If a word is more than once in a given biblio, it can be X times in the list.

adding something

It's quite easy to add something with this structure : for all fields/subfields in a given index, search the line with a given word (or create a new one) and append the biblionumber to the list.

modifying something

It's a little bit more tricky, as it requires to delete all no more existing entries in the inverted list (and add the new ones)

The easiest solution (although CPU consuming, but we don't care, it's for libraries with a small catalogue + updates are not so frequents) will probably be to : - read the previous biblio - delete all index entries - create them again.read

deleting something

With the deleted biblio, we can remove all words from the indexes just reading them, regexping and updating the database.

Searching something

Searching something with the previous DB is quite easy : if a user want books from “hugo”, we just have to retrieve the author/hugo entry in the reverted index entry, and we have got the result.

OK, but : - how to handle CCL querying (ti=VICTOR HUGO and au=Paris) ? - how to sort the results (as the inverted list is unordered)

Handling CCL querying

The best (only ?) solution is to write a basic CCL parser. by “basic” I mean something simple to write. Thus without some CCL features. For example, our goal could be to be able to understand queries based on an index, an operator, an operand, repeated and separated by and/or/not (up to 4 of them) the operand being or not being inside ””

For example, we could manage : author=HUGO author=“victor hugo” author=“hugo” NOT title=“paris” publisher=“pub1” OR publisher=“pub2” publicationyear >= 2000

Such a parser should not be that easy to write (& i'm investigating cpan to find if something can help us)

once it is written, however, it should not be too hard to query SQL indexes to find what we need. For publisher=“pub1” OR publisher=“pub2” for example, it will be : * read line publisher/pub1, and create an array of biblionumbers * read line publisher/pub2, and create an array of biblionumber * do an union of both array (as it's a “OR”. For a AND do intersect and for a NOT exclude existing values in array1)
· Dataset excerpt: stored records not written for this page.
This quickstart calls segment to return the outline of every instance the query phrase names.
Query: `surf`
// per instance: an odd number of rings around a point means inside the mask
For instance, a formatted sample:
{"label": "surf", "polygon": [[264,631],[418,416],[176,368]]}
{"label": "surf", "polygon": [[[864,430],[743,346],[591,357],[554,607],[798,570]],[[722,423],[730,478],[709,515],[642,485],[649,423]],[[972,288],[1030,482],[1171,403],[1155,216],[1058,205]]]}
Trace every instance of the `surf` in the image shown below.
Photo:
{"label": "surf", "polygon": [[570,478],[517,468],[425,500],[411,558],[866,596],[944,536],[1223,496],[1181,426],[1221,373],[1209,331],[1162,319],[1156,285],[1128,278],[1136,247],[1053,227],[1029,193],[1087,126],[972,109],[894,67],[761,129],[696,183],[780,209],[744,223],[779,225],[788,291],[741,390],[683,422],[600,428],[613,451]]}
Then we would have the list of biblionumbers.

Sorting results

The biblionumber array consist of just unordered numbers. The difficulty will be to sort the result. The easiest solution would be to read all biblios and then sort them. Quite CPU consumming… A better solution would be to consider that most of the time the order will be title and embeed sorting informations into the index. How to do that ? When storing a biblionumber in the reversed index, we could add the title to get them at the same time we get the biblionumber. Thus the sorting would be faster. However, titles can be long, so the inverted index could be large. So I suggest to limit the stored title to the 10 first letters of the title. That should be enough to have a perfect sorting 99% of the time, and a small mis ordering at the 11th letter of a title. As 3.0NZ catalogue should be only small catalogues, I bet it will be OK 99.99% of the time in fact. The positive point with this method is that it will enable us to remove words useless for ordering depending on marc flavour (as MARC21 and UNIMARC deals them differently)

Thus, the reversed index would be : (for “Perl in action”, “Programming Perl”, “Java OO programming” books) Title / Perl / 1004-Perl in ac;257-Programmin;257-Programmin; Title / Action / 1004-Perl in ac; Title / Programming / 257-Programmin;753-Java OO pr;

Stop words

The stop word list will have to be reintroduced for 3.0NZ Stop words will be stored in the reverted index and removed only for searching : if a word is added/removed from the stop word list, nothing will have to be rebuilded.